Boring it may be for those seeking more considered discourse from political leaders but party apparatchiks will point to the Ipsos NZ Issues Monitor that sees National as the preferred party to handle law and order.
But it wasn’t just the politicians adding to the debate – or rather lack of it this week – broadcast media were doing their bit too. 1News got a “gotcha” moment, or what passes for one these days, when it caught Luxon on microphone describing the country as “a very negative, wet, whiny, inward-looking country” and “we have to get our mojo back”.
Once again Luxon’s media interaction for the rest of the week was devoted to those comments rather than to his party’s agriculture policy, but in that unguarded moment he elucidated what many believe. A fact captured by Labour’s own pollsters Talbot-Mills in its April 27-May 3 testing where 40% believed the country was moving in the right direction, while 52% believed it was travelling in the wrong one.

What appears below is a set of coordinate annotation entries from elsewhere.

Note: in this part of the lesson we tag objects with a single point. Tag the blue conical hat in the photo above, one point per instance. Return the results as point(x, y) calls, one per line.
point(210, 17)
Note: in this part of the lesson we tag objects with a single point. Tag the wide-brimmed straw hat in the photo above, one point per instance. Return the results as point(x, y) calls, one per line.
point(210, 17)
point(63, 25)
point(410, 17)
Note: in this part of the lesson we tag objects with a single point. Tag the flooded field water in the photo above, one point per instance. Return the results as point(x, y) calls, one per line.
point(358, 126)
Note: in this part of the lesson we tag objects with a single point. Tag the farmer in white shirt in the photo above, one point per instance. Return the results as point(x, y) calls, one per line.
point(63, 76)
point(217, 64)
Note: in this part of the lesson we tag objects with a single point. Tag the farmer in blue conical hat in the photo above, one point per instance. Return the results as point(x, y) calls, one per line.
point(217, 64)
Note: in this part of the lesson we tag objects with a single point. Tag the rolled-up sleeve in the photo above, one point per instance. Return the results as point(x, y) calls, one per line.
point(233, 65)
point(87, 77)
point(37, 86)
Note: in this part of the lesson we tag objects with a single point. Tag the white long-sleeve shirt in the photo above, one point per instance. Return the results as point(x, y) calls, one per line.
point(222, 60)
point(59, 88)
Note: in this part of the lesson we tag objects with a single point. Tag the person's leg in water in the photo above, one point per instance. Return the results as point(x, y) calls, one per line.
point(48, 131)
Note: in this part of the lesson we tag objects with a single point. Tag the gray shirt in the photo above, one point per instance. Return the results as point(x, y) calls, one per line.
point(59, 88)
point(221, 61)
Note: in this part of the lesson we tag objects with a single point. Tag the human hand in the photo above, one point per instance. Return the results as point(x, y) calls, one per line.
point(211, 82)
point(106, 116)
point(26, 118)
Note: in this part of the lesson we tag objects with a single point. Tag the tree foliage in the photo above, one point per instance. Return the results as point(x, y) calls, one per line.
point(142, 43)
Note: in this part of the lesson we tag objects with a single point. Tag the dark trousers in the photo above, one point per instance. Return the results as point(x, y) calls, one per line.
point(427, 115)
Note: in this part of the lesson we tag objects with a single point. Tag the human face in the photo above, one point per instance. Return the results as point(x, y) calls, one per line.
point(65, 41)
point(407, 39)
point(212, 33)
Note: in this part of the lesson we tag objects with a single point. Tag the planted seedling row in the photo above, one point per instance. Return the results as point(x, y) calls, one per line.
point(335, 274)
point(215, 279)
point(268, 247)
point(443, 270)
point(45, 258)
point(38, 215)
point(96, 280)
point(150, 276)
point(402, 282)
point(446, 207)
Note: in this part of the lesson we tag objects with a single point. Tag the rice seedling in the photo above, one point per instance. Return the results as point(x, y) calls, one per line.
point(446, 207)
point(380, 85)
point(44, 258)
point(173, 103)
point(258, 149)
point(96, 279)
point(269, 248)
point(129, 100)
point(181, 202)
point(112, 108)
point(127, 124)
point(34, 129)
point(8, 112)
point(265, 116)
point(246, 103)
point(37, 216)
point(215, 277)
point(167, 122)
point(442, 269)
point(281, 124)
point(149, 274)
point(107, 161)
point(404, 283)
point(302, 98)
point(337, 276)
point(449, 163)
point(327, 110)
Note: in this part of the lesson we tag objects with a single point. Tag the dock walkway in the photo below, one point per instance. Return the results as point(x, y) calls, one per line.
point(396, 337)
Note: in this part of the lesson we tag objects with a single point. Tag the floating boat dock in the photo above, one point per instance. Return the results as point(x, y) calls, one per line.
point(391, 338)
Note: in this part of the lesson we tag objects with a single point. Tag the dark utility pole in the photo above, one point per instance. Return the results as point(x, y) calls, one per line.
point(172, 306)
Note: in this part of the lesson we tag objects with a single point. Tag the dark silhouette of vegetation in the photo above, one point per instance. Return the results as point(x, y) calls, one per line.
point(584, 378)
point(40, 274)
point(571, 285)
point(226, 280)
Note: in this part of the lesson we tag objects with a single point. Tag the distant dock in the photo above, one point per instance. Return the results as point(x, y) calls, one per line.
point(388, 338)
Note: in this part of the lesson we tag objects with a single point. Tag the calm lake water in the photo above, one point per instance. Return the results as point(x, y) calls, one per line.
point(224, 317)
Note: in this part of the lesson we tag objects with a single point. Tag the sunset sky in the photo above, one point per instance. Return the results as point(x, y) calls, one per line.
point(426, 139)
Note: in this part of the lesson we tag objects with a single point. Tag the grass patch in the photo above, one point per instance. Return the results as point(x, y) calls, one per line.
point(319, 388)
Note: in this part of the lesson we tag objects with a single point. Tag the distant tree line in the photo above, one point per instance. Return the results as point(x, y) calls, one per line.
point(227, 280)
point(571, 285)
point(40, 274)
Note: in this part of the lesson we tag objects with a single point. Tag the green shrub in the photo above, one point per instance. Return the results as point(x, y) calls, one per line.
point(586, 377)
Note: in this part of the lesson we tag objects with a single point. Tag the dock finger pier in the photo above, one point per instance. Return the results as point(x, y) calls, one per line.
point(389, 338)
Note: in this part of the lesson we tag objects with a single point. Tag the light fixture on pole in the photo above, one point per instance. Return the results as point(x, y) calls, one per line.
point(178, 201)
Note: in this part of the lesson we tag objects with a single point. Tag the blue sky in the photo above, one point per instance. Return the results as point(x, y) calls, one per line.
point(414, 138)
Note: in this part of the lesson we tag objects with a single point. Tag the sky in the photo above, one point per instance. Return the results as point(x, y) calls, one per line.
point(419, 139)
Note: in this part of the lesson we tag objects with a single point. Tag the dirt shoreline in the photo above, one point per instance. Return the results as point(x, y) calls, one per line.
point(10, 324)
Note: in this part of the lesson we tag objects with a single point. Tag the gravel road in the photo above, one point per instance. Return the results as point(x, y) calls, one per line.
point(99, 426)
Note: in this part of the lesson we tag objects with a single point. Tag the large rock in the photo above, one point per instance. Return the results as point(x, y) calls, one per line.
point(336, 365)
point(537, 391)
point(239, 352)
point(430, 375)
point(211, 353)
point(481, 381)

How can this country’s politicians ensure that our democracy remains effective and resilient? The report’s authors say it comes down to vertical trust, between the government, its institutions and the governed, and horizontal trust, those of us from different backgrounds who need that trust to co-operate.
Horizontal trust means we must return to understanding ourselves, despite our differences, to “tackling disinformation and returning civility to the public square”.
John Cowpland/Stuff
Janet Wilson: “Scientists say this lack of trust, what they call social cohesion, is becoming increasingly critical, and more research is needed to prevent it eroding further.”
But the report suggests that while we pride ourselves on our vertical trust, “that can, on occasions translate to complacency”. What’s needed to counteract that is more transparency, not less. Which means greater checks and balances when it comes to the Official Information Act and the offices of the Ombudsman and Auditor-General.
Because, while politicians now strut and preen on the national stage in campaign mode, it’s how they behave between elections that’s of most concern. Where real debate is squashed in favour of the side-show of Question Time, where consultation occurs once a decision has been made and is only weeks long, where select committees rubber-stamp policy rather than challenge it.
To create that cohesiveness in our political system we need more intelligent debate and compromise without rancour instead of what we’re getting now – less democratic, more petty, scrappy politics.
Correction: The university think-tank report referred to in this article has been updated with the correct link and title. Story amended June 17, 8.51am.